Dynamic mapping of river water quality to understand how it changes with weather, pollution, fishing, and general use, can help pinpoint pollution sources accurately and ensure regulatory compliance.
To that end, the study is laying the groundwork for developing a scalable, low-cost real-time sensing network using mobile sensing platforms to obtain high frequency temporally and spatially varying water quality data, which traditional grab sampling method may have failed to capture.
The study also demonstrates the importance of detecting and anticipating pollutants that enter the river in the form of human waste, organic materials, and chemical contaminants.
On mapping the river chemistry, it emerged that the level of dissolved oxygen in two stretches of Ganga is often below the standards, and alarmingly low in the Yamuna.
When it comes to turbidity, which is a direct result of effluents from urbanized zones, large water bodies monitored in the study, do not fare well.
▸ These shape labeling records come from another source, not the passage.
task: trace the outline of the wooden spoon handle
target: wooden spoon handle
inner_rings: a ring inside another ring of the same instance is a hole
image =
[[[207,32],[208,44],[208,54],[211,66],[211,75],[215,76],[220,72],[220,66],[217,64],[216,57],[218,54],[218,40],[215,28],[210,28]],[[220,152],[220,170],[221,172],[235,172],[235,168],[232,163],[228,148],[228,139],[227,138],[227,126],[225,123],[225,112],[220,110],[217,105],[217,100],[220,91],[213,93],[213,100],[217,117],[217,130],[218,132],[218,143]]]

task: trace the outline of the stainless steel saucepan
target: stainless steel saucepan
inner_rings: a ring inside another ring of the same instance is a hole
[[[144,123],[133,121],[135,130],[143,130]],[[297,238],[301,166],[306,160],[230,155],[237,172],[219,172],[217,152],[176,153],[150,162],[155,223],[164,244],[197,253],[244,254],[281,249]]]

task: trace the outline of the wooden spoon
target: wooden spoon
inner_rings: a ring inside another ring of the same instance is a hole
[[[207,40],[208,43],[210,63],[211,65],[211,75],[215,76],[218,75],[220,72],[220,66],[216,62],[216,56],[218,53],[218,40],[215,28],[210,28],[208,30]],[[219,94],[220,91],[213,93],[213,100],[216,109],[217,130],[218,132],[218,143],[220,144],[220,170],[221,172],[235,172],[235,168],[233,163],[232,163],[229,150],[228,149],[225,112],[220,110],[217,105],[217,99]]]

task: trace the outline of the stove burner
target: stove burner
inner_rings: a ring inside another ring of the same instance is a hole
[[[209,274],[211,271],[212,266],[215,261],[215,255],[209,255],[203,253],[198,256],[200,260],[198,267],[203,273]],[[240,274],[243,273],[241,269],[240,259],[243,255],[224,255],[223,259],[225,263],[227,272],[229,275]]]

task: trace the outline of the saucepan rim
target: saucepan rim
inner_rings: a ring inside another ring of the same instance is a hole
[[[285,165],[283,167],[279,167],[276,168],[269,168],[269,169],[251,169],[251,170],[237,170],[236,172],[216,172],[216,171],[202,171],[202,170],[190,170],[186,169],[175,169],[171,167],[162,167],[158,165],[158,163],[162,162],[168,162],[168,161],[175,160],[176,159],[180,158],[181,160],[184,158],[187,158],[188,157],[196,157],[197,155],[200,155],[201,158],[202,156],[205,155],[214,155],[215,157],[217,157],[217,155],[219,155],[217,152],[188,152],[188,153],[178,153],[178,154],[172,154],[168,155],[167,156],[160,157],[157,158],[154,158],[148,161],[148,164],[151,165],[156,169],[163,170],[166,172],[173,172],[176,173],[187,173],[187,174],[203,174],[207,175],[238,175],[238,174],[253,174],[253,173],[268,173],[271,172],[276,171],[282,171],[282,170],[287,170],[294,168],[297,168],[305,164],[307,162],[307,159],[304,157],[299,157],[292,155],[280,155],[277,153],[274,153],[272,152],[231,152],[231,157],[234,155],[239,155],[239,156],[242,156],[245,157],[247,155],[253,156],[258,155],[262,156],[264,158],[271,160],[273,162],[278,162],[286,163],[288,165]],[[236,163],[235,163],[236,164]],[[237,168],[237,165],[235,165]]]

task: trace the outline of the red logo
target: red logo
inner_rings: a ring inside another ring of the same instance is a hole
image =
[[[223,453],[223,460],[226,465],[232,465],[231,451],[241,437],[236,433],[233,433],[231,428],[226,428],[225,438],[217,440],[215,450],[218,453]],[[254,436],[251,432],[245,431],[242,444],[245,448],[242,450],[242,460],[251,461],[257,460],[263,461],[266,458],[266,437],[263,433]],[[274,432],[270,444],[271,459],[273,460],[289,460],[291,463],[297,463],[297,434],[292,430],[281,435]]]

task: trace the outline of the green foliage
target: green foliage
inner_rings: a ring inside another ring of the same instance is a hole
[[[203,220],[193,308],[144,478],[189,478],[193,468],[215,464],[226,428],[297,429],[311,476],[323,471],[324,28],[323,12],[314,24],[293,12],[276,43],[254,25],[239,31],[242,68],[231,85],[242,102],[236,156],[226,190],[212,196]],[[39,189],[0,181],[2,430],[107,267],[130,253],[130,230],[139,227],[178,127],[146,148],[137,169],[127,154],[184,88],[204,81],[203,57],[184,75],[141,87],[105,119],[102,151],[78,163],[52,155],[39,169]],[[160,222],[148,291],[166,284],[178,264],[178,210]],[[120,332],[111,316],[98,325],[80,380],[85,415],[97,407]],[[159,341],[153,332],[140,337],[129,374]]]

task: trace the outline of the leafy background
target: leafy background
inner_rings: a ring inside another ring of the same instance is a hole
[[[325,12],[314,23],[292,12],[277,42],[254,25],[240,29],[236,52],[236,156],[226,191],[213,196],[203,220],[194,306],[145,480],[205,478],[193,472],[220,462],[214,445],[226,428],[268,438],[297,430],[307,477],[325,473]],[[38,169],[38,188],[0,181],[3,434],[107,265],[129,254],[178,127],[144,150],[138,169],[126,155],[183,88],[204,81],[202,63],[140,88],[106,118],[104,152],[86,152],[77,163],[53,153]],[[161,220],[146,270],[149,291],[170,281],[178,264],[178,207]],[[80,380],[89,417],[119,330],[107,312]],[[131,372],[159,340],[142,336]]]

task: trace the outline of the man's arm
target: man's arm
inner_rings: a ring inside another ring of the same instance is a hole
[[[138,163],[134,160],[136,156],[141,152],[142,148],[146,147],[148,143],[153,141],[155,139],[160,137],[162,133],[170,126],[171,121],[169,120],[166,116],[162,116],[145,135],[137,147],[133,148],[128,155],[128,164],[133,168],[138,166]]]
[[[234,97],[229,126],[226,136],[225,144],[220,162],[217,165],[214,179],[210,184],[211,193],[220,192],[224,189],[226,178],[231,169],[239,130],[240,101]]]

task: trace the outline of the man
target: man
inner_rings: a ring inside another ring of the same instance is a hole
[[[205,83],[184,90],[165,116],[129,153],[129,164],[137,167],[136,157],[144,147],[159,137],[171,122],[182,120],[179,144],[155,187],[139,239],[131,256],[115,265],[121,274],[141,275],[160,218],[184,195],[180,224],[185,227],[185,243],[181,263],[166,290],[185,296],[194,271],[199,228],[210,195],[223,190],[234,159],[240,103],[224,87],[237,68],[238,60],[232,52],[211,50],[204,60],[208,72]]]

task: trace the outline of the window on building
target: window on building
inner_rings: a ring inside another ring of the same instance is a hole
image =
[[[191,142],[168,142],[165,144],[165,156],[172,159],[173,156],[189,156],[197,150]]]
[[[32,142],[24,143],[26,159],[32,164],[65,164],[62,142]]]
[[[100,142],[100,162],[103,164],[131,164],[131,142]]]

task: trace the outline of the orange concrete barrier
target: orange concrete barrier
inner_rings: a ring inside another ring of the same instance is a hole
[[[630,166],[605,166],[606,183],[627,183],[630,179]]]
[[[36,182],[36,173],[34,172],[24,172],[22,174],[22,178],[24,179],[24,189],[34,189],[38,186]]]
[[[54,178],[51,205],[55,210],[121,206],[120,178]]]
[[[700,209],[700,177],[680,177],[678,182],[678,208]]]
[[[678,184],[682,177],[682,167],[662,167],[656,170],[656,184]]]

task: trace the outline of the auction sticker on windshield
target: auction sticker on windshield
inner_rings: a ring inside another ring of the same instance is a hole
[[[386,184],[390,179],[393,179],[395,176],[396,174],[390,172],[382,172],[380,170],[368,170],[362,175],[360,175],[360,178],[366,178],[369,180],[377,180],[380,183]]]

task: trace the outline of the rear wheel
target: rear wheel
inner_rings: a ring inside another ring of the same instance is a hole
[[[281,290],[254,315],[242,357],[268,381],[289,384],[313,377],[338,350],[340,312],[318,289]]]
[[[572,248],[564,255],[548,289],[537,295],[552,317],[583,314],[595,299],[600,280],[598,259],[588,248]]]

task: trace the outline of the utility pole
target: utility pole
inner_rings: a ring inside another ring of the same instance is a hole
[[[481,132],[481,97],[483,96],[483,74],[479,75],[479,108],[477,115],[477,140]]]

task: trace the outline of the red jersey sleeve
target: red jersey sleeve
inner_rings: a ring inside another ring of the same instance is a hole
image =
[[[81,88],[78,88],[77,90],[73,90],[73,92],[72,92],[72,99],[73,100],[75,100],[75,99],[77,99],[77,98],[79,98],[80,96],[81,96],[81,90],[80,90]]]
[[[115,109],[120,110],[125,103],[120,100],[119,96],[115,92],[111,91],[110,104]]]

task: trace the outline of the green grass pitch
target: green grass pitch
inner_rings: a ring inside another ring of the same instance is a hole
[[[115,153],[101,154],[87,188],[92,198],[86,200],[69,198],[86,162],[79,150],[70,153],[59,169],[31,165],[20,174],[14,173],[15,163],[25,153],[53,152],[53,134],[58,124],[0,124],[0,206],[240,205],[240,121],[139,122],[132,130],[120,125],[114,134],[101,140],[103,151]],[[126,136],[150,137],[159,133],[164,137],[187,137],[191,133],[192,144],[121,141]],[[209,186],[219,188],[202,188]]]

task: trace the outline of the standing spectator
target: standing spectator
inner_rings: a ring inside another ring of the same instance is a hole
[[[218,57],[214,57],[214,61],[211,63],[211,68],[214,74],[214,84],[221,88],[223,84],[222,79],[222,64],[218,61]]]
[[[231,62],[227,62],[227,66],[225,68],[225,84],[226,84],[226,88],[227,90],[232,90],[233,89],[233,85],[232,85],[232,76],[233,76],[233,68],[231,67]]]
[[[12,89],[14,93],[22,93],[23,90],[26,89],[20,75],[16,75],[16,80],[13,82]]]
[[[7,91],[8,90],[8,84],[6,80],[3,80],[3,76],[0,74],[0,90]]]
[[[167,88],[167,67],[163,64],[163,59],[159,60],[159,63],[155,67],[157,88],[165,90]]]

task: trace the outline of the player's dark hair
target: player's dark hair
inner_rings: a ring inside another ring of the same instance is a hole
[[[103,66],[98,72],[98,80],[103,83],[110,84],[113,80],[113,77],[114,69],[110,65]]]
While the Hudson River and Mississippi River in the US have a turbidity of 15 and 39 NTU (Nephelometric Turbidity Unit) respectively, some stretches of Godavari witness turbidity over 100 NTU. Ideally, turbidity level for surface water should be within 50. In case of Bengaluru lakes, the level is extremely high, hovering between 400 and 450 NTU.
All these water quality parameters are represented in easy-to-interpret heat maps, which are more intuitive and can help even laypersons decide which polluted stretches of the river they should avoid. As a next step, the researchers intend to create models to predict total coliform and fecal coliform in river water, which indicate the presence of sewage contamination of a waterway.